At the time, Fitch predicted that France’s “GDP [will] contract in 2013 before growing by 0.7% in 2014. Fitch’ projection for long-term potential growth is broadly unchanged at around 1.5%.” Thus far, France’s economy is still expanding.
Fitch also said at the time, “Despite the loss of its ‘AAA’ status, France’s extremely strong credit profile is reflected in its ‘AA+’ rating with a Stable Outlook,” and cited numerous factors. Among them was the very “wide-ranging program of structural reforms, including the ‘National Compact for Growth, Competitiveness and Jobs’ and recent labor market reforms as well as “France’s wealthy and diversified economy and political stability entrenched by strong and effective civil and social institutions.” These civil and social institutions would take the hit should France embark on a course of strict austerity.
So far, the markets have regarded the S&P news with a caution. Dr. Paul Krugman dismissed it in an opinion piece titled “The Plot Against France.” He pointed out a number of salient factors accounting for his dismissal, such as France’s superior economic performance compared with that of many of its neighbors, Germany excepted; the fact that France’s economic growth currently outpaces “the Netherlands, which is still rated AAA”; and that French workers “were actually a bit more productive than their German counterparts a dozen years ago—and guess what, they still are.”

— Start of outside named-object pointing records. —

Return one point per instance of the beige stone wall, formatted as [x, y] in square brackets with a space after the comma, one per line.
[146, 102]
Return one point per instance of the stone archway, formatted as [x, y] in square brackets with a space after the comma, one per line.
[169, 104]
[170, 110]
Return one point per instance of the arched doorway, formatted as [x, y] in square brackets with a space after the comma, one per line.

Krugman also chalked up the S&P’s move more to politics than to economics, saying that since France was criticized as “the time bomb at the heart of Europe” by The Economist last year and other critics added their own disparagements of the country, one might expect to see that French data might reflect such gloomy sentiments. But that is not the case, he said, adding that the country’s budget deficit has fallen substantially since 2010 and even the International Monetary Fund expects that France’s debt-to-GDP ratio to remain relatively stable for the next five years.
So should investors be concerned over the downgrade? There is no clear answer yet. For one thing, it certainly doesn’t have the impact of the very symbolic cut from AAA that the country endured last year, which makes it less likely that the country’s borrowing costs will suddenly soar. For another, since those costs have not yet escalated substantially, there’s no present cause for undue concern about France’s ability to pay its debts.
Still, the French economy is not without its challenges, and there could be warning flags on the horizon. While the country’s services sector was up for the second month in a row in October, as was employment in the sector, Markit Economics’ PMI indicated that manufacturing and retail were not so lucky, with both showing falling numbers for October.